In Italy, for example, a law permitting abortion without restrictions during the first 90 days of a pregnancy, and in cases of threats to the life or health of the mother thereafter, was adopted in May 1978 after a contentious parliamentary debate. Known as “Law 194,” it also provides for conscientious objection, so that no health care worker can be compelled to participate in an abortion. (According to some estimates, up to 70 percent of gynecologists in the country decline to perform the procedure.)
Two popular referenda held on May 17, 1981, challenged the new law. One, proposed by Italy’s Radicals and the Communist Party, sought to eliminate all restrictions on abortion, while the other, backed by social conservatives and the Catholic Church, wanted to re-criminalize abortion. The former was shot down by 88 percent of Italian voters, while the other was rejected by 68 percent.

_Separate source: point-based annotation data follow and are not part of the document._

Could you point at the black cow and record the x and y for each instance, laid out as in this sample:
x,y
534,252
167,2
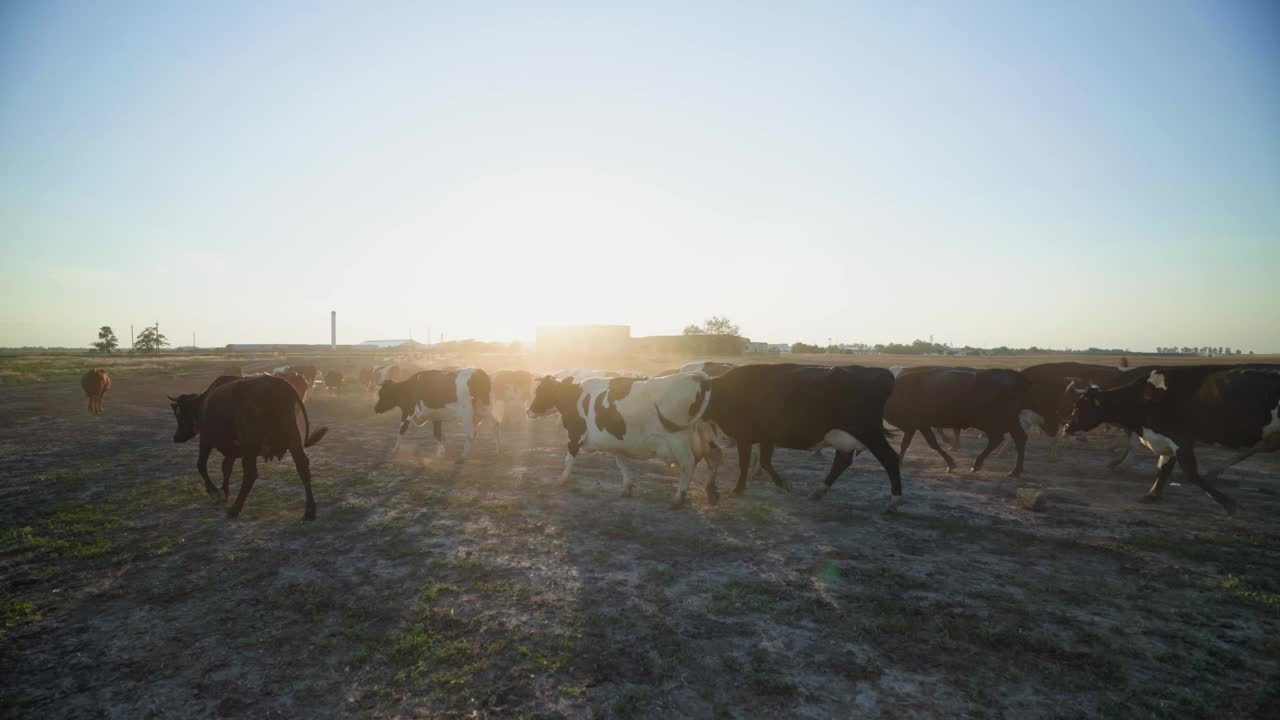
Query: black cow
x,y
801,408
960,397
1054,387
1173,409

When the dust settled, it seemed clear to Italians that the people had spoken: Abortion would be legal, within certain limits, but no one would be forced to participate. In the forty years since the referenda, the saying la legge 194 non si tocca, “don’t touch the abortion law,” has become a political mantra for left, right and center alike.
So far, there seems little evidence that the landmark ruling in the United States is likely to have much effect in altering these European realities.
In France, the head of President Emmanuel Macron’s party has introduced a bill to enshrine respect for abortion rights into the French constitution, and even the leader of the far-right National Rally party, Marine Le Pen, has said she has no intention of challenging existing abortion laws.
In Italy, Giorgia Meloni, leader of the right-wing Fratelli d’Italia party, said in response to Dobbs v. Jackson that the situation in Italy is “light years removed” from the U.S.
“Here, the voluntary interruption of a pregnancy is permitted not by a court decision, but a law voted on by parliament,” Meloni said, indicating no appetite to challenge that decision.
Her fellow conservative leader, Matteo Salvini of the far-right Lega party, has said that he’s personally pro-life but that “the final word on abortion belongs to women, and no one else.”
Germany, where abortion technically remains illegal but is widely permitted within the first 12 weeks of pregnancy, recently scrapped a Nazi-era law that prohibited doctors from providing details on the abortion procedures they offer. There seems no serious push to change the basic contours of the country’s abortion policy from either side of the political aisle, in part because most polls show it would be a losing proposition.
In the immediate wake of the Dobbs ruling, most short-term forecasts are for tremendous political storms in the United States over abortion, beginning with the midterm elections this fall. Perhaps the lesson of Europe, however, is that such turbulence, however fraught and painful, is the price that must be paid to achieve a rough social consensus down the line.
Perhaps in some future trans-Atlantic Catholic summit, American and European Catholics will find their differences on abortion less pronounced, because, at long last, the democratic system will have had its say in the US as well.